Apparently, though unproven, at 00:25 on Friday 19 November 2010, Florian 
CROUZAT did opine thusly:

> On 18 nov. 2010, at 20:52, Paul Hartman wrote:
> > On Thu, Nov 18, 2010 at 8:27 AM, Stroller
> > 
> > <strol...@stellar.eclipse.co.uk> wrote:
> >> I think what really won my heart, and did so quite quickly, is that tmux
> >> has a status bar configured by default. I'm pretty sure you can do that
> >> with screen, too, but I've never bothered, because it seemed too much
> >> effort to learn and it just seemed flashy and pointless. I realised how
> >> mistaken I was within a couple of hours of using tmux. It has
> >> absolutely changed the way I use terminal multiplexers, and so I spent
> >> several hours the next day configuring mine and getting the colours and
> >> stuff perfect.
> > 
> > I have not used tmux but I agree completely, I hate to use screen
> > without the status bar. I'm using one I copied from here or the forums
> > or the gentoo wiki or someplace out there in WWW land. (Thanks to the
> > person who made it, whoever you are)
> > 
> > Add this to your .screenrc:
> > caption always "%{= kw}%-w%{= BW}%n %t%{-}%+w %-= @%H - %LD %d %LM - %c"
> 
> Also, amongst other things, >=tmux-1.3 has mouse support.

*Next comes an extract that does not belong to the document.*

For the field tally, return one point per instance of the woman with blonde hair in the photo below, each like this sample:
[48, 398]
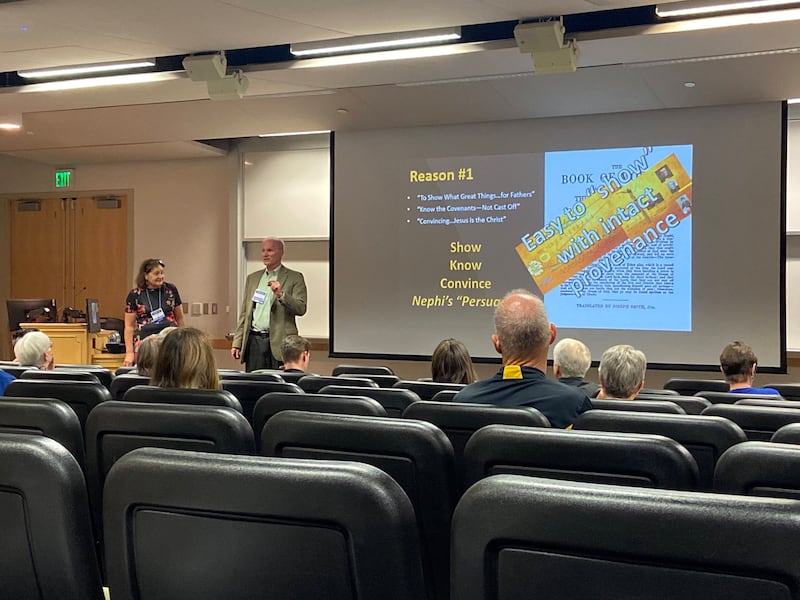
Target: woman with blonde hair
[451, 363]
[186, 360]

> You can scroll using your mouse in copy mode and use your mouse to select
> one of the splitted panes of your active window. You can also break/join
> panes in and out the active window and it has awesome predefined layouts.
> I'll add that tmux has a readable and even understandable man page
                           ^^^^^^^^          ^^^^^^^^^^^^^^ ^^^ ^^^^

I'm sold. 4 words, that's all it took.